There are large holes in the execution intervals and almost no function has a duration of just a few seconds,

So, the performance of the second function drops dramatically due to the slow performance of the first function (exceeding the CRON setting).

I tried to fix this by changing the CRON setting of the first function to twenty seconds:

This improves the overall performance of the second function. We see the three executions of the slow function and the execution of the second function. It is in fact complete with 12 + 3 = 15 executions.

Due to the Singleton behavior of the timer, the timer-triggered functions are reacting to each other.
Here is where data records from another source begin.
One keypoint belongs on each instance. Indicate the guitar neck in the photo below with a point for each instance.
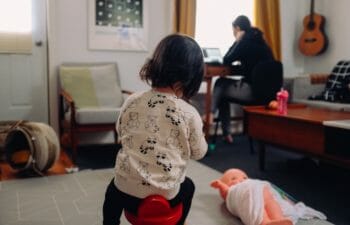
(312, 4)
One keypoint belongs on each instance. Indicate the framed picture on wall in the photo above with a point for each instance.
(117, 25)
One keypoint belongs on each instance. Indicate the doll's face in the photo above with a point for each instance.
(233, 176)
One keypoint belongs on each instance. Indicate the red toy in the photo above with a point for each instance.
(155, 210)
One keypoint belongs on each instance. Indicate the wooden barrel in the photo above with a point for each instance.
(31, 145)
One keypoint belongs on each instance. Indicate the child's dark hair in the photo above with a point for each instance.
(177, 58)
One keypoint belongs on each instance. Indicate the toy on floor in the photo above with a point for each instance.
(255, 202)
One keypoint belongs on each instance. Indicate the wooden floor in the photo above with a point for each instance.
(7, 173)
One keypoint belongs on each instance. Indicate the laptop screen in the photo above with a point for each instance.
(212, 55)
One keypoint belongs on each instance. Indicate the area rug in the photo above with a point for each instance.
(76, 199)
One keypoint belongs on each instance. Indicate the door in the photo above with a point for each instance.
(23, 77)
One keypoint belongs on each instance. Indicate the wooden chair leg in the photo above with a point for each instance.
(251, 145)
(74, 145)
(212, 145)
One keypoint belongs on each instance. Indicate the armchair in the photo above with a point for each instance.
(90, 100)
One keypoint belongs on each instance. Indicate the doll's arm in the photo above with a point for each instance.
(221, 186)
(272, 207)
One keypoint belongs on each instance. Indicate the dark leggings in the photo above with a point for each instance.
(116, 201)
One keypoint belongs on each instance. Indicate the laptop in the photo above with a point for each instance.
(212, 56)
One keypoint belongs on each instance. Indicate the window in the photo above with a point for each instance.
(214, 21)
(15, 26)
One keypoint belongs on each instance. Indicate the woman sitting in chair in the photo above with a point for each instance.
(249, 49)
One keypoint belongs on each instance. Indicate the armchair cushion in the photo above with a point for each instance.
(92, 85)
(94, 115)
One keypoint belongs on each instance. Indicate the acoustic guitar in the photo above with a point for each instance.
(313, 41)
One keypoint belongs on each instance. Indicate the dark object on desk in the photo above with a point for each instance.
(337, 142)
(267, 80)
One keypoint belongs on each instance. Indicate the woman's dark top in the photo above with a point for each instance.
(250, 50)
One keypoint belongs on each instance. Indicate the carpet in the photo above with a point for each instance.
(75, 199)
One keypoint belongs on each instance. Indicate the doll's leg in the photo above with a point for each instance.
(273, 214)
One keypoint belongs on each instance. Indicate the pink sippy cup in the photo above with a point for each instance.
(282, 99)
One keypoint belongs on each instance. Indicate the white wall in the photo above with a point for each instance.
(68, 24)
(291, 13)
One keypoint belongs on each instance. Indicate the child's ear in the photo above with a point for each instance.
(215, 184)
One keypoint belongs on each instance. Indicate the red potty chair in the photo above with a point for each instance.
(155, 210)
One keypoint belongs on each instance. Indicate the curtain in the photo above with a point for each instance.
(16, 26)
(184, 20)
(267, 19)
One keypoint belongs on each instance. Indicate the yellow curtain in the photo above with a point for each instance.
(267, 19)
(184, 20)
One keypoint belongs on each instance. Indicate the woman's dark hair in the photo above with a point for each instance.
(177, 58)
(242, 22)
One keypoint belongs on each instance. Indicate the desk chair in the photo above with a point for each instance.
(90, 99)
(267, 80)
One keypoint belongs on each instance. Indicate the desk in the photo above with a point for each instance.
(301, 130)
(210, 72)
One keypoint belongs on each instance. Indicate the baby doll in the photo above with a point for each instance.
(242, 202)
(255, 202)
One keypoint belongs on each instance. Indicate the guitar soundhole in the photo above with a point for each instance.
(311, 25)
(310, 40)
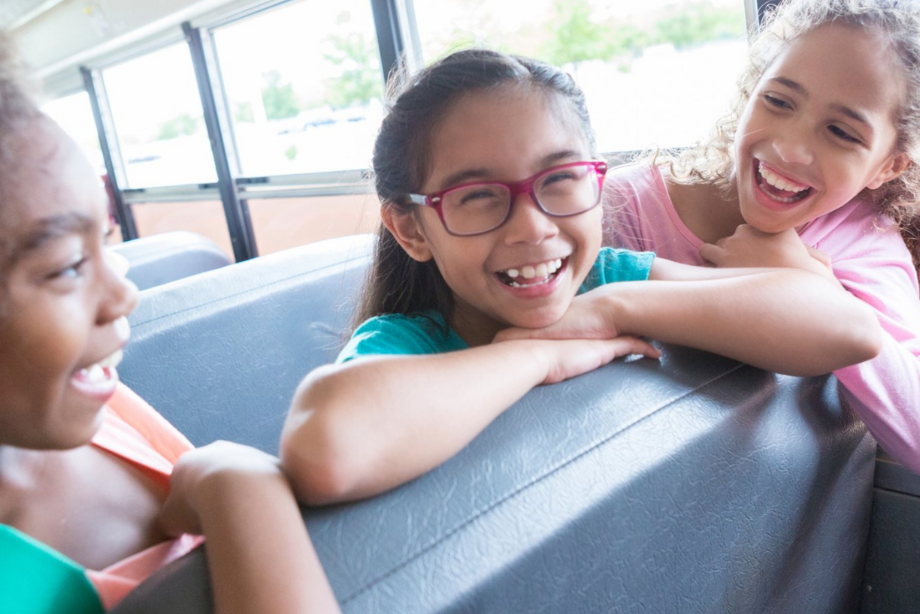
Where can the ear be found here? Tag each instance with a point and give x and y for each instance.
(407, 231)
(892, 169)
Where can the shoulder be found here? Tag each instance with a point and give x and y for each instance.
(856, 231)
(869, 257)
(422, 333)
(614, 265)
(634, 181)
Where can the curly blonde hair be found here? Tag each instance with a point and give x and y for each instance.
(898, 23)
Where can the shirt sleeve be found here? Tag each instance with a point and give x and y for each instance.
(885, 391)
(613, 265)
(398, 334)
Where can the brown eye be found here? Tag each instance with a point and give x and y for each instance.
(775, 102)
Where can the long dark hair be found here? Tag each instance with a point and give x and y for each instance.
(396, 283)
(17, 108)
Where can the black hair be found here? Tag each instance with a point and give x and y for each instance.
(17, 109)
(397, 284)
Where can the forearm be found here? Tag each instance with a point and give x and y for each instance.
(369, 425)
(259, 554)
(786, 321)
(887, 393)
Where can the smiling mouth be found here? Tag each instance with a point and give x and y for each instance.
(779, 188)
(100, 373)
(532, 274)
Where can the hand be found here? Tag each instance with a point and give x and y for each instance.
(571, 357)
(588, 317)
(198, 472)
(749, 247)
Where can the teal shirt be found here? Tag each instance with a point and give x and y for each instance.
(34, 579)
(427, 333)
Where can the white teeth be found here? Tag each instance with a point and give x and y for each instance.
(543, 272)
(112, 360)
(93, 374)
(778, 182)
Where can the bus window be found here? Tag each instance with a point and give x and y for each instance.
(157, 114)
(303, 84)
(75, 115)
(280, 223)
(655, 73)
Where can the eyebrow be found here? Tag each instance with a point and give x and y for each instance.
(800, 89)
(482, 173)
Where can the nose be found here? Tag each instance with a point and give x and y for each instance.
(119, 293)
(528, 223)
(794, 149)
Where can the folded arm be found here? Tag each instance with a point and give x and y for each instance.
(783, 320)
(360, 428)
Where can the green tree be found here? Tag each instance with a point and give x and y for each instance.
(279, 98)
(183, 125)
(699, 23)
(360, 79)
(575, 37)
(244, 113)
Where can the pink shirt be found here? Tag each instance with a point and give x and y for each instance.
(868, 257)
(135, 432)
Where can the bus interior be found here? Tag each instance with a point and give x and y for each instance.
(234, 138)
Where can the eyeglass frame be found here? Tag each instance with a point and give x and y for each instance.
(515, 189)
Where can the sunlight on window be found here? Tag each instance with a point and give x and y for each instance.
(75, 115)
(655, 73)
(158, 117)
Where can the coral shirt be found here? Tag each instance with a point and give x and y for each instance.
(137, 434)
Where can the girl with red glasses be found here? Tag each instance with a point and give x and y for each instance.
(489, 182)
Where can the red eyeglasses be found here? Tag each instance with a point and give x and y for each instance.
(477, 208)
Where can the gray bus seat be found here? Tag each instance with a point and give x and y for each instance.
(693, 484)
(162, 258)
(893, 554)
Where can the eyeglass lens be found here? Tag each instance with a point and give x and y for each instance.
(483, 207)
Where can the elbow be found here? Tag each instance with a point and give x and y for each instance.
(320, 461)
(867, 338)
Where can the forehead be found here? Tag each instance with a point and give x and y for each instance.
(506, 127)
(44, 182)
(843, 64)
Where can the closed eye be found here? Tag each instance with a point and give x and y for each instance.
(842, 134)
(775, 102)
(557, 177)
(72, 271)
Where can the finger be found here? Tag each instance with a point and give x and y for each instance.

Running a second timer-triggered function seems OK but you have to keep an eye on the execution time.

Scaling out: more servers

Because we are running on an Application Service Plan, we can also scale-out.

According to Microsoft:

If a function app scales out to multiple instances, only a single instance of a timer-triggered function is run across all instances.

This means that the timer-triggered function will only run on one instance even when multiple servers are instantiated.

I demonstrate this with a single function in the Function App, scaled out to four servers. The function is set to run every three seconds and has a load for about 1 second:

We see four servers created and running:

  1. The function is indeed executed every three seconds.
  2. The execution time for each function is around one second.
  3. The CPU load shows the overall CPU usage for all instances. We started with one instance. It drops once the other three instances are created.
  4. There is only one function working (at 37 percent CPU usage). The other three services are doing nothing.

So, timer-triggered functions do not scale well 🙂

You can try to scale up (more functions on a single server or a bigger sized single server) but adding more servers does not do anything.

If you want to scale out, just add multiple Application Service Plans, each with its isolated trigger.

Conclusion

We are now ready to use the Azure Function timer trigger with these simple rules:

  • Functions exceeding the timer interval while executing logic have a serious impact on performance. Keep an eye on the total execution duration.
  • Scaling-up work (more function in the same Function App) for you if you keep the previous rule in mind. Moving over to a larger sized server can improve the process too if this results in shorter execution times.
  • Scaling out to multiple servers has zero effect on the overall performance. The other servers are not touched by the timer-triggered function.

The timer-triggered function acts as a singleton. With the right understanding, it is a helpful addition to your Azure toolkit.